A Joyful Brightness in the Church Clare’s living flame of love attracted others to into the circle of its radiance. Other “Clares” followed her, or rather, followed Jesus Christ with her, joining their lights to hers, forming a joyful brightness in the whole Church, cherishing the “privilege of poverty” above all things. Without heartfelt gratitude I think today of all the Poor Ladies I have had the grace of knowing: those of Bethlehem Monastery in Barhamsville, Virginia; those formerly of Eindhoven in Holland; those of Borgo San Pietro in Assisi; and those of Drumshanbo and of Cork here in Ireland.
The Love You Had At First
What is Saint Clare’s message to us today? What is Saint Clare's message to you, dear Dom Finnian and Dom Elijah in these days leading up to your profession? In looking at Saint Clare's burning desire to run after Christ and to share the life and the sufferings of “the One whom her soul loved,” we become aware of our own foot–dragging and sluggishness. Clare’s shining light shows up the compromises with darkness in our own lives. Remembering the Lady Clare, the mystical word of Christ to Saint John echoes in our hearts:
I know your works, your toil, and your patient endurance. . . . I know you are enduring patiently and bearing up for my name’s sake, and you have not grown weary. But I have this against you: that you have abandoned the love you had at first. (Apocalypse 2:1-4)

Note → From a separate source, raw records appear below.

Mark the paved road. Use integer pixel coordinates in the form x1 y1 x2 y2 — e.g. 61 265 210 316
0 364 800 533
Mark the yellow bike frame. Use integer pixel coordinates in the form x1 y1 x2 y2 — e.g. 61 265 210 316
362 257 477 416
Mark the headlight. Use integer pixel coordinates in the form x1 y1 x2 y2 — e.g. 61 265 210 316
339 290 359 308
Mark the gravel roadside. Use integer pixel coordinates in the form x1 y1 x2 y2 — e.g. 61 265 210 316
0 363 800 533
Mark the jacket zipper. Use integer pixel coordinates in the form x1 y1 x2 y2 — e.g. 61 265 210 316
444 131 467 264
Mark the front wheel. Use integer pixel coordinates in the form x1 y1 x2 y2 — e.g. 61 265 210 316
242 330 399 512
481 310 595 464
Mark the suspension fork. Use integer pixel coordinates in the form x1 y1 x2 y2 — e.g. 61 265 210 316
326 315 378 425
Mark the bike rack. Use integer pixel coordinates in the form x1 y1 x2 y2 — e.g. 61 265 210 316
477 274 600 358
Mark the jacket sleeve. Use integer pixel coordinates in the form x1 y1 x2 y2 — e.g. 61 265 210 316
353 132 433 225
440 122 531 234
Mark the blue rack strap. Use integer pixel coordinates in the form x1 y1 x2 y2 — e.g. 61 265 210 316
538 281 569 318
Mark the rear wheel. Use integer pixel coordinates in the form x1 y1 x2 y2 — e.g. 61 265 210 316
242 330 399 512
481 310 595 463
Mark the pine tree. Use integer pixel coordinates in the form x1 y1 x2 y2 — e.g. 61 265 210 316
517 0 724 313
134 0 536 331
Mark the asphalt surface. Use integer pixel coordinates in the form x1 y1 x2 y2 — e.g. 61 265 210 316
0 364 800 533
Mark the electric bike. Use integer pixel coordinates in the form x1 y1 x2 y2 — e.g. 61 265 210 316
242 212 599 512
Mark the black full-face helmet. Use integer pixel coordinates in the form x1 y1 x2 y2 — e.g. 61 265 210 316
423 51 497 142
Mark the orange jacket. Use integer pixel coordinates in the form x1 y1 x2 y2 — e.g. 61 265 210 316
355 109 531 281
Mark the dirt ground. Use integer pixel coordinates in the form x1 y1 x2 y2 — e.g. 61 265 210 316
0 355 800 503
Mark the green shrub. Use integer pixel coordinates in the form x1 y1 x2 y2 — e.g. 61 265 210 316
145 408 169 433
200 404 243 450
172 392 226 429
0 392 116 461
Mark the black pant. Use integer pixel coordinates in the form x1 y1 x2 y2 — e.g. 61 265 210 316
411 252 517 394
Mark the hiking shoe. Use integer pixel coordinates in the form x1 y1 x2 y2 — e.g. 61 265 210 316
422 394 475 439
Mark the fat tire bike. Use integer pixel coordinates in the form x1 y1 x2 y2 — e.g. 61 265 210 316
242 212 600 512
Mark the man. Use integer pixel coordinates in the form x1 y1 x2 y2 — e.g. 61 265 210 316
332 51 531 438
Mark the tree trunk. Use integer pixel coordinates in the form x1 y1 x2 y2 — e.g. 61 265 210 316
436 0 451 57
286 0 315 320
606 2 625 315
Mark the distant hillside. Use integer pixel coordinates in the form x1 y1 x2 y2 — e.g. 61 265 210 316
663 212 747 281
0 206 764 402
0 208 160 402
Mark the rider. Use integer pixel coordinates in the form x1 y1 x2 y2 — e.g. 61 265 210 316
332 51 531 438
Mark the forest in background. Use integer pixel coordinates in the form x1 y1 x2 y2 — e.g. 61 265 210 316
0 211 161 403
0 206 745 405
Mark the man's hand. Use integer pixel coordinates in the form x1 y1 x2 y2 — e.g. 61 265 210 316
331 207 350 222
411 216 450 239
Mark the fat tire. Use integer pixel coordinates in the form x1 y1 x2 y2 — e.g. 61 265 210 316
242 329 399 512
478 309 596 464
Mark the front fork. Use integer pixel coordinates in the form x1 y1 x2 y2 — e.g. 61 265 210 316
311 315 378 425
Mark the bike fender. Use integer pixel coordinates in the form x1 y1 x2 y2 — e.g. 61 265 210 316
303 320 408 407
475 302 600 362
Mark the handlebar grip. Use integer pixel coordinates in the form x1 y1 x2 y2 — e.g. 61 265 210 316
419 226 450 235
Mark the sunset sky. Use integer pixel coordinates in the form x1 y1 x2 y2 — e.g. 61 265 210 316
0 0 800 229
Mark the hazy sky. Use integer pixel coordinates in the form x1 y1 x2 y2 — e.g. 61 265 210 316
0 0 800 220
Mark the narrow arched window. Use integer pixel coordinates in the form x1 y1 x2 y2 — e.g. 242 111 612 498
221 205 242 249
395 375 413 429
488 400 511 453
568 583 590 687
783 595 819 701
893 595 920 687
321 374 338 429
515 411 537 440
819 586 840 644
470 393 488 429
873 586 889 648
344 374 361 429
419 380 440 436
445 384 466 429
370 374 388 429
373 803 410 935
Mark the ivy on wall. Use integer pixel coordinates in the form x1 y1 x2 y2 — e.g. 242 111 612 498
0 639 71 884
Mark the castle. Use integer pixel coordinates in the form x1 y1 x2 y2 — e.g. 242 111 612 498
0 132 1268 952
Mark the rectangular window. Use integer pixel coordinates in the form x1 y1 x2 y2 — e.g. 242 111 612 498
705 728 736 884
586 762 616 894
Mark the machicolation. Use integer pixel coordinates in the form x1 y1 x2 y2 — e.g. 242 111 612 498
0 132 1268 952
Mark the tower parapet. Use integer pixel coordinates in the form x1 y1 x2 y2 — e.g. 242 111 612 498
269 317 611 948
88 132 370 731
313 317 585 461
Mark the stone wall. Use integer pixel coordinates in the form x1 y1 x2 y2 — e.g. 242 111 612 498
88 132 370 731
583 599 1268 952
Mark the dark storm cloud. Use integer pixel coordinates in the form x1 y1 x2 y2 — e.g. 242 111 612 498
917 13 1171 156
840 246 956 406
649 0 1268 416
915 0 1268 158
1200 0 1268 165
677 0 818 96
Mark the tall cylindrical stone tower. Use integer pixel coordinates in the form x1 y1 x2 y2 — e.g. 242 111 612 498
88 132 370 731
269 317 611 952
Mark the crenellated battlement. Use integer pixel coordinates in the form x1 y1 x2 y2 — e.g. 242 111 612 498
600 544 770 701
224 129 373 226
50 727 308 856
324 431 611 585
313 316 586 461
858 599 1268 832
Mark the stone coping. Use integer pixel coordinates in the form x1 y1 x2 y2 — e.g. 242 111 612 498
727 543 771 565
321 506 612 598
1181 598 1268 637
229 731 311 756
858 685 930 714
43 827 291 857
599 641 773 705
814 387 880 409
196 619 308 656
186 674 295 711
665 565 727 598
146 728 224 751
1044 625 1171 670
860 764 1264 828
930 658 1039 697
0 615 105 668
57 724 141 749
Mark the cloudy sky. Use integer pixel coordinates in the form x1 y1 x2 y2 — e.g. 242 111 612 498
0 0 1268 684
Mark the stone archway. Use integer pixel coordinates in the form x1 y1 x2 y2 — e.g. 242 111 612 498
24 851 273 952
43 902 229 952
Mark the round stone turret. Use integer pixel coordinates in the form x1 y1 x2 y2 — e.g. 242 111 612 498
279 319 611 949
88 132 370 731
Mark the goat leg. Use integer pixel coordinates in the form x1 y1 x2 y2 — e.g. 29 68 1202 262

A Rekindled Passion for Jesus Christ
The feast of Saint Clare calls us back to our “first love”, not at all in a condemning or censorious way, but gently, joyfully, brightly. Let this then be the grace of the Holy Sacrifice of the Mass today: a re-enkindled passion for Jesus Christ, to whose love, as our father Saint Benedict says, we are to prefer nothing. «Nihil amori Christi praeponere» (Rule of Saint Benedict, Chapter IV, 21).